我们现在可以绘制这些GeoDataFrames：

>>> # Examine country GeoDataFrame
>>> world.head()

	pop_est	continent	name	iso_a3	gdp_md_est	geometry
0	28400000.0	Asia	Afghanistan	AFG	22270.0	POLYGON ((61.21081709172574 35.65007233330923,...
1	12799293.0	Africa	Angola	AGO	110300.0	(POLYGON ((16.32652835456705 -5.87747039146621...
2	3639453.0	Europe	Albania	ALB	21810.0	POLYGON ((20.59024743010491 41.85540416113361,...
3	4798491.0	Asia	United Arab Emirates	ARE	184300.0	POLYGON ((51.57951867046327 24.24549713795111,...
4	40913584.0	South America	Argentina	ARG	573900.0	(POLYGON ((-65.50000000000003 -55.199999999999...

>>>  world.plot();

注意，一般来说，任何可以输出到matplotlib中pyplot的选项（或者适用于行的样式选项）都可以输出给plot（）方法。

Chloropleth地图¶

geopandas创建Chloropleth地图比较简单（每个形状颜色对应于相关联变量值的地图）。只需使用plot命令，将列参数设置为要用于分配颜色值的列即可。
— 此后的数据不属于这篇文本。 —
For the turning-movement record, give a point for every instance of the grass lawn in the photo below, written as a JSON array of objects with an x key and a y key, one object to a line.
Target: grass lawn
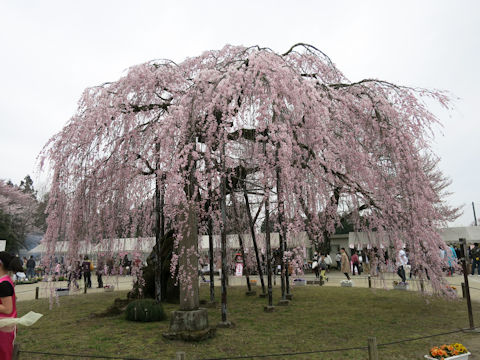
[{"x": 317, "y": 318}]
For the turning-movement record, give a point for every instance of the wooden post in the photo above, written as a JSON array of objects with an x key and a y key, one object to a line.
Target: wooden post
[
  {"x": 180, "y": 355},
  {"x": 465, "y": 278},
  {"x": 372, "y": 348},
  {"x": 16, "y": 352}
]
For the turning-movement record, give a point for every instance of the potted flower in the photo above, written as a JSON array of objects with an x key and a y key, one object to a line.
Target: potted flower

>>> # Plot by GDP per capta
>>> world = world[(world.pop_est>0) & (world.name!="Antarctica")]
>>>
>>> world['gdp_per_cap'] = world.gdp_md_est / world.pop_est
>>>
>>> world.plot(column='gdp_per_cap');

选择颜色。还可以使用cmap选项修改plot颜色（有关色彩图的完整列表，请参阅matplotlib网站）：

>>> world.plot(column='gdp_per_cap', cmap='OrRd');

颜色映射的缩放方式也可以使用scheme选项（如果你已经安装了pysal，可以通过conda install pysal来实现）。默认情况下，scheme设置为“equal_intervals”，但也可以调整为任何其他pysal选项，如“分位数”，“百分位数”等。

>>> world.plot(column='gdp_per_cap', cmap='OrRd', scheme='quantiles');

/usr/lib/python3/dist-packages/pysal/__init__.py:65: VisibleDeprecationWarning: PySAL's API will be changed on 2018-12-31. The last release made with this API is version 1.14.4. A preview of the next API version is provided in the pysalnext package. The API changes and a guide on how to change imports is provided at https://migrating.pysal.org
  ), VisibleDeprecationWarning)
/usr/lib/python3/dist-packages/scipy/stats/stats.py:1713: FutureWarning: Using a non-tuple sequence for multidimensional indexing is deprecated; use arr[tuple(seq)] instead of arr[seq]. In the future this will be interpreted as an array index, arr[np.array(seq)], which will result either in an error or a different result.
  return np.add.reduce(sorted[indexer] * weights, axis=axis) / sumval

地图图层¶

在合并地图之前，请一定要确保它们的共享公用CRS（以便它们对齐）。

>>> # Look at capitals
>>> # Note use of standard `pyplot` line style options
>>> cities.plot(marker='*', color='green', markersize=5);
>>>
>>> # Check crs
>>> cities = cities.to_crs(world.crs)
>>>
>>> # Now we can overlay over country outlines
>>> # And yes, there are lots of island capitals
>>> # apparently in the middle of the ocean!

方法1

>>> base = world.plot(color='white')
>>>
>>> cities.plot(ax=base, marker='o', color='red', markersize=5);

使用matplotlib对象

>>> import matplotlib.pyplot as plt
>>>
>>> fig, ax = plt.subplots()
>>>
>>> # set aspect to equal. This is done automatically
>>> # when using *geopandas* plot on it's own, but not when
>>> # working with pyplot directly.
>>>
>>> ax.set_aspect('equal')
>>>
>>> world.plot(ax=ax, color='white')

<matplotlib.axes._subplots.AxesSubplot at 0x7fd31a52bc50>

>>> cities.plot(ax=ax, marker='o', color='red', markersize=5)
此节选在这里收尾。